Even when it rains, the Old Women ride their bicycles to the cemetery, one hand holding an open umbrella, the other steering. On their handlebars sway watering cans, sisal nets with gardening tools and flower pots. After they cross the bridge across the moat, they get off their bicycles. Maria is limping. Nothing, she says when they ask what happened. No, she says when they offer to carry her supplies up the steep path.
They scrape flecks of moss from gravestones, clear family plots from weeds. They know one another’s stories and the stories of the buried ones, recognize the moment before everything shifts—into sorrow or bliss or rage—and calibrate those moments even if half a century has passed. Like when Maria—the day of her wedding to the lanky fisherman she’s loved since she was sixteen—brought the new Doktor to the bed of her mother.
Better if her mother had not tried to make her wear her old-fashioned veil and climbed on a chair to reach the top of her wardrobe. Better if her mother had not broken her femur when the chair tipped. Better if the Herr Doktor had not presented himself at his best—skillful with clean hands and new shoes. Better if Maria had not jilted her fisherman who still waits for her after nearly half a century. Better if Maria had not married the Herr Doktor and moved into his fancy villa with the two verandas. Because he beats her, the Herr Doktor, beats their five daughters. You’d think a family of women could stop one bow-legged man. Poison him. Bludgeon him. Drown him. Suffocate him. The Old Women fantasize.
For now Maria walks at night. Her jilted bridegroom only had to wait one year before she sought him out. She gets her deepest sleep in the morning hours. When her children were young, they’d find her asleep when they’d climb from their beds. The older girls would get the little girls dressed and fed.
Whenever Maria’s husband prescribes another sleeping tincture, Maria pretends to swallow. “My grandmother had the same sleep pattern,” she’ll lie. “Awake in the dark and sleeping into the morning hours.”
Most nights Maria and her jilted bridegroom are on his fishing boat between midnight and predawn, find one another in passion and in tenderness.
He has offered to kill her husband. “Why do you stay with him?” he’ll cry.
“I promised in marriage.”
“You did not promise to let him beat you and our daughters.”
Our daughters.
Three of Maria’s five daughters are his, their appearance no giveaway because both men are blond and bow-legged. Her daughters only know him as the generous fisherman who sells them his freshest fish for the lowest price.
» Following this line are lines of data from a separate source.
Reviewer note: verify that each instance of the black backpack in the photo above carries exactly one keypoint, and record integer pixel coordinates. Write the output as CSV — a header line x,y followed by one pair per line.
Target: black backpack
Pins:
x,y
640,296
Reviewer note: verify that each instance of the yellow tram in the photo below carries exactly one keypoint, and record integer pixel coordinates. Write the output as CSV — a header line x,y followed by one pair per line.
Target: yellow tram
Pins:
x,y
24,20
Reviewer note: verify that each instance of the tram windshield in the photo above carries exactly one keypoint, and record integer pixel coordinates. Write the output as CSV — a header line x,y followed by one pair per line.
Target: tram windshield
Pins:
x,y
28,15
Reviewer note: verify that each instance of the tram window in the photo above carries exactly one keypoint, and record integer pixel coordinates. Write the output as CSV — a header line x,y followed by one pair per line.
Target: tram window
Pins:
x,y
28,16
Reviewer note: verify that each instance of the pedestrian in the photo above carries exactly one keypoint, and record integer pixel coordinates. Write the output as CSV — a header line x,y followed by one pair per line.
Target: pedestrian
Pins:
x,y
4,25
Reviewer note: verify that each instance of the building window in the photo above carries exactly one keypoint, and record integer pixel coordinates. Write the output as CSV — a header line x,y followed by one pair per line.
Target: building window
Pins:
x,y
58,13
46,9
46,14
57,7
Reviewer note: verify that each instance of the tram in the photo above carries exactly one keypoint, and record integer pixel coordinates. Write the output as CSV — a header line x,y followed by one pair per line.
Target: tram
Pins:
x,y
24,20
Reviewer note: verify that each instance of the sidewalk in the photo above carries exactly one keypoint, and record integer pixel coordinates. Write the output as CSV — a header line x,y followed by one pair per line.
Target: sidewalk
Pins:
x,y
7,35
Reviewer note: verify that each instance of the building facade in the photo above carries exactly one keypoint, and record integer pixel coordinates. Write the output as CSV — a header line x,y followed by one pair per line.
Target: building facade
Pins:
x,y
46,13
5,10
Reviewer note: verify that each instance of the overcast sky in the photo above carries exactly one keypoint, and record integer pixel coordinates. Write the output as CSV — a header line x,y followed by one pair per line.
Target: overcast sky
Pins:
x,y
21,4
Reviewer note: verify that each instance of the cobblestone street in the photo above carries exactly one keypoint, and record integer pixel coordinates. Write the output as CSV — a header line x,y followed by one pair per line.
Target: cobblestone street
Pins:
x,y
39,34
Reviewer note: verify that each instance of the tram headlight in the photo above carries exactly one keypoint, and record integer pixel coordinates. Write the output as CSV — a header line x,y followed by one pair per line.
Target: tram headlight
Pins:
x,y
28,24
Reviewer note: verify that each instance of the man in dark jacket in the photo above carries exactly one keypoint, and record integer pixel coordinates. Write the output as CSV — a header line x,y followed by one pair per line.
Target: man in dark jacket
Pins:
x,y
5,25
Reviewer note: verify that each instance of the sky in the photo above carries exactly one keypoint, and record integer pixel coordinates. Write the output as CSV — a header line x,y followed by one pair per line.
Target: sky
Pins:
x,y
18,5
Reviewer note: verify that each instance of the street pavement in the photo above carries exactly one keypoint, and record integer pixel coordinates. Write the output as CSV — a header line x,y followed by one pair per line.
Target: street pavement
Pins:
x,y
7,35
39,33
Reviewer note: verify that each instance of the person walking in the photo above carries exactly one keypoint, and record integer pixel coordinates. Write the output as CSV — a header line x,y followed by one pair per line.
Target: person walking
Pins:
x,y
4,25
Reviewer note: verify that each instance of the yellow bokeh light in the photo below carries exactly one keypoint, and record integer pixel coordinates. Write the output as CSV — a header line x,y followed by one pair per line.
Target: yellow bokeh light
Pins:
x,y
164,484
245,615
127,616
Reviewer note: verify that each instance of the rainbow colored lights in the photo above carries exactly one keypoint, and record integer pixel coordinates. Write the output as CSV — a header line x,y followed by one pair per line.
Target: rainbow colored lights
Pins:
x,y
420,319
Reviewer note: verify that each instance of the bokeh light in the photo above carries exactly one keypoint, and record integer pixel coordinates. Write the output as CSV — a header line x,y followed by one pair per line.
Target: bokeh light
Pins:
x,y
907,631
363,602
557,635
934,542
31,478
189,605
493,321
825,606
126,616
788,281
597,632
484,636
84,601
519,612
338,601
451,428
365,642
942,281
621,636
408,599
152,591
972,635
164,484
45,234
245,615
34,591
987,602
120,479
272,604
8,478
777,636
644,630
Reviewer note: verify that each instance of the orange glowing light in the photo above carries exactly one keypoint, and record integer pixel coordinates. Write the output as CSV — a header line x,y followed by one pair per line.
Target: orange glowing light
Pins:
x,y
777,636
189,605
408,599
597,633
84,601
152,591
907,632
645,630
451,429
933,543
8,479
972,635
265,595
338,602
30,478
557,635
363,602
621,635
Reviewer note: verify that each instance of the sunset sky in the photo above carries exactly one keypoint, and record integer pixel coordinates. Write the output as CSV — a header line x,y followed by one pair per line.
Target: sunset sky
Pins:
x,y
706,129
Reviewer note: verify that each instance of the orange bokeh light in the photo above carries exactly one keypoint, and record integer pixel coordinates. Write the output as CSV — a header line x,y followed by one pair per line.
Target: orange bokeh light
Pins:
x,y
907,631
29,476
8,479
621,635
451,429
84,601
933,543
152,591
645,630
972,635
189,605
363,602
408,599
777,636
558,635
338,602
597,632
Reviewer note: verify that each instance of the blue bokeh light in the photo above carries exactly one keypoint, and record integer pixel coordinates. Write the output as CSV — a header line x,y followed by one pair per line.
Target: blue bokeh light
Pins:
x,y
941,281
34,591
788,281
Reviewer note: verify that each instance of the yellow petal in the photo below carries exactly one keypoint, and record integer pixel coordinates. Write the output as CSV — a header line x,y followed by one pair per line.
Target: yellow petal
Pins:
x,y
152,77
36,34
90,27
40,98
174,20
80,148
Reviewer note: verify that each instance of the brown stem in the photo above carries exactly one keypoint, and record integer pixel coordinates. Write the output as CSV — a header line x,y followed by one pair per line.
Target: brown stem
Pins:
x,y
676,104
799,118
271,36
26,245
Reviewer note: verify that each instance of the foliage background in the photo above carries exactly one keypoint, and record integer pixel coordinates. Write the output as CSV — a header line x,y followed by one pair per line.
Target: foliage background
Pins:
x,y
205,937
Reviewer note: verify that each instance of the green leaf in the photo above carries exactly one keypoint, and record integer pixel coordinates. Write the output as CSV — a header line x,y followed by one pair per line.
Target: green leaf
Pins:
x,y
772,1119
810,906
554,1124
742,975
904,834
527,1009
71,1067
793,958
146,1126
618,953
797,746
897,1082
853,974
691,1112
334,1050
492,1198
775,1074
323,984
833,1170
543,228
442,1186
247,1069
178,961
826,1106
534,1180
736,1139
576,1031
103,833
All five believe the Herr Doktor is their father, a man they fear and despise.
“I wish they were all mine,” the fisherman will say.
“You’d be a good father.”
“Once I kill him, we can tell our daughters they’re mine.”
“When they visit you in prison? When you get out, we’ll be ancient, and people will whisper at our wedding how bizarre it must be to caress each other when we’re so very old.”
He laughs. “… And that we probably don’t want this anymore.”
“This…” Maria reaches for him.
Although the cemetery is on a hill with a moat around it to drain away groundwater, the earth is spongy, and if you set a plant into the ground, water seeps in from below and the sides. Worse, of course, if you take shovels to a new grave. A coffin will displace that water with a gurgling sigh you don’t want to think about at night. The most merciless burials are for drowned children whose parents have to give them back to water.
“At least the Jansens were spared that.”
The Old Women fret about the Jansen children as they have every day since the drowning, face-down in the Nordsee, though no one saw them like that. No bodies. No graves.
“Lotte still has Wilhelm to live for.”
“That child worries me, so gloomy—”
“He bangs his head.”
“I’ve been bringing her cream.”
“Sister Elinor says Lotte craves red cabbage.”
“I fixed the latch on her door.”
“My sons will repair the roof of her barn.”
“I’m baking bread for her.”
“Cheese and buttermilk.”
The second most merciless burials are for mothers who die in childbirth and are buried with their infants—born dead, or alive for just a few hours.